# Any golfers in Abu Dhabi



## justin311 (Jul 29, 2010)

Hi all,

Does anyone know if there is a golf society in Abu Dhabi? I moved here about 5 months ago and try and get out on the course once a week. 

Looking now to meet a few new faces, and what better way then during a game of golf.

If there isn't a society, i'm thinking of starting one for social golfers of all standards. Have about 5-6 people that i currently tend to play with - keen to cast the net wider.

anyone keen? fancy a game?

I'm about a 12-14h'cap these days, trying to get better - 32 yrs old.

Justin


----------



## dchou1107 (Jan 21, 2011)

I will play some golf with you when I get there. 

33yr with the same index as you



justin311 said:


> Hi all,
> 
> Does anyone know if there is a golf society in Abu Dhabi? I moved here about 5 months ago and try and get out on the course once a week.
> 
> ...


----------



## sleepyjim (Jun 20, 2010)

Did this ever happen? Just started golfing with the wife and playing tons......


Jim


----------



## colin14 (Oct 10, 2010)

Hi all, 

Did this golf start? I have been here for 6 months and have been taking advantage of the sunny weather and the fantastic courses either in Abu dhabi or Dubai. 
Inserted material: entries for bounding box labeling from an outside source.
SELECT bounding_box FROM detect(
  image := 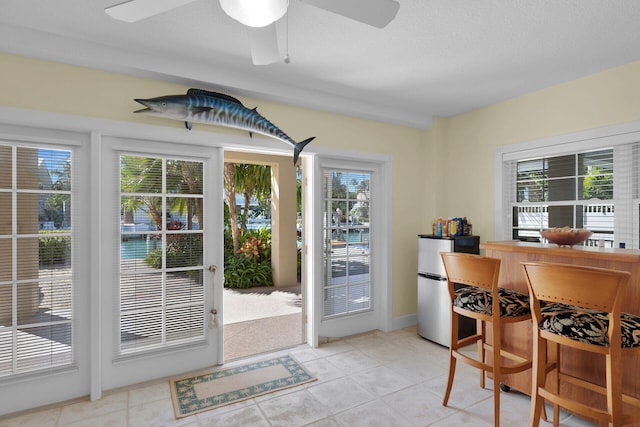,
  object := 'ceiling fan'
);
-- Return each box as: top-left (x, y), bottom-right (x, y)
top-left (105, 0), bottom-right (400, 65)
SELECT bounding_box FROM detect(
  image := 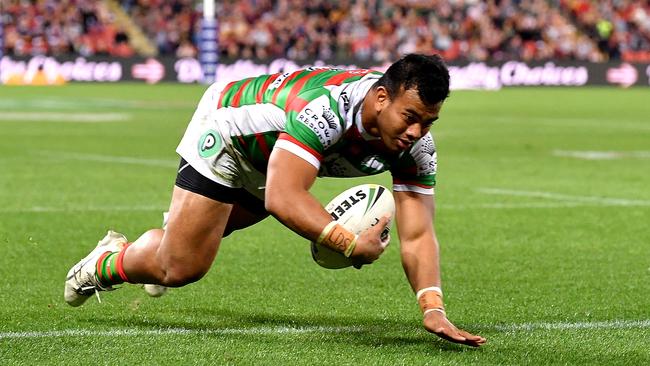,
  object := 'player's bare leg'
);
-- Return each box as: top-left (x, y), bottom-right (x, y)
top-left (65, 187), bottom-right (232, 306)
top-left (144, 197), bottom-right (269, 297)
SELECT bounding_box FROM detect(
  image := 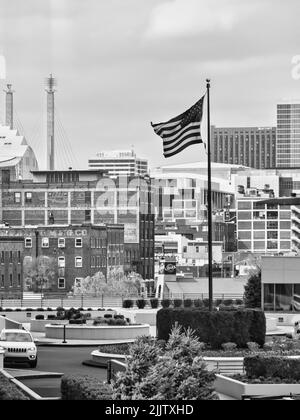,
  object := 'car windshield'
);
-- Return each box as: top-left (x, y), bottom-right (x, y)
top-left (1, 332), bottom-right (32, 343)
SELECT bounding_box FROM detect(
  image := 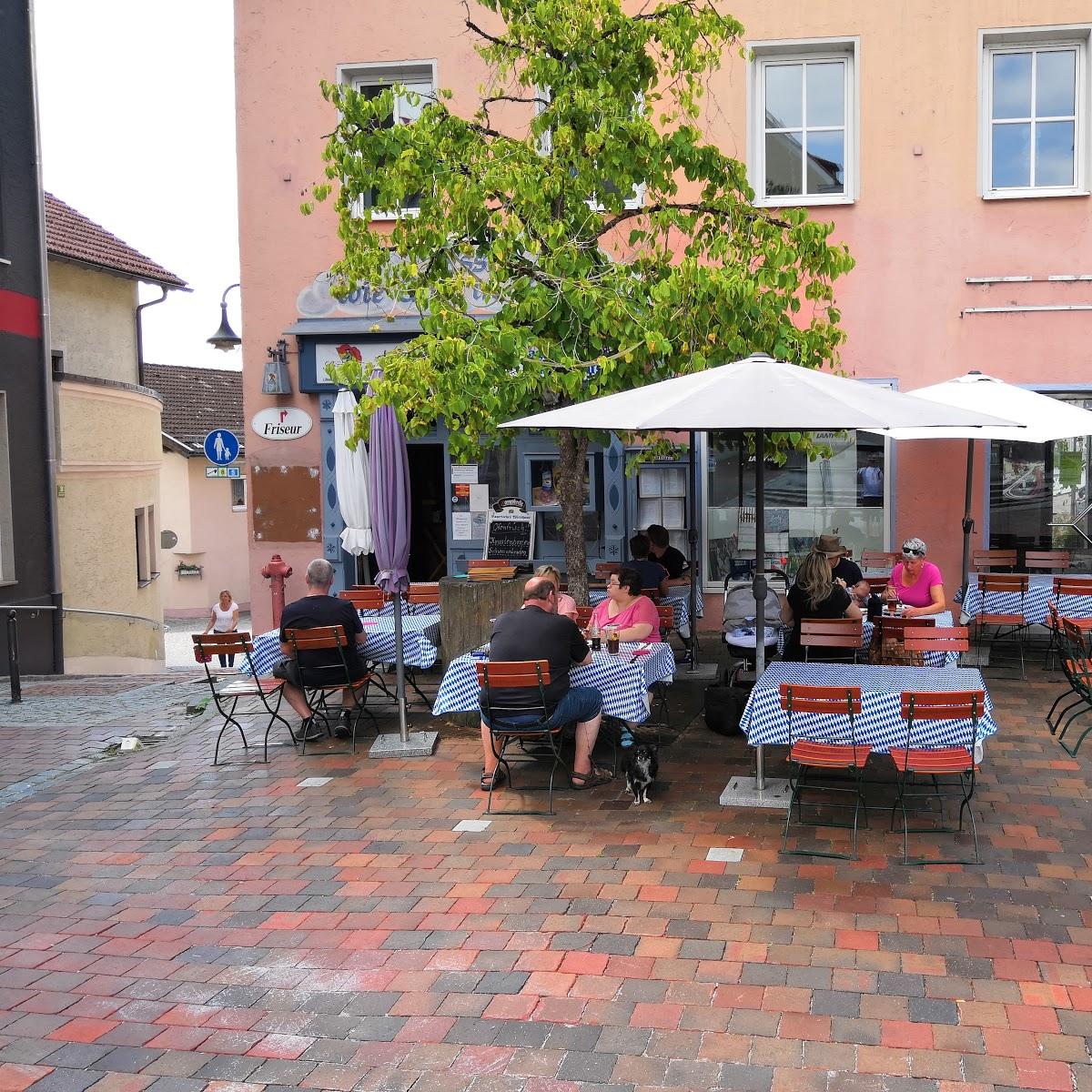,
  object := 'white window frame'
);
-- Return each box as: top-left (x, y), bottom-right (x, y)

I'm 26 an play off 5 (sometimes) 

Thanks

Colin


----------



## Dawsey (Jun 12, 2012)

Hi Guys, Ive been here about a month now... still to find ANYONE who I can play a round with. 

If your all still active on the forum then could you please give me a shout. I'd would really like to get in with a society... I'm dying to play on some of these courses! 

Thanks 

Chris


----------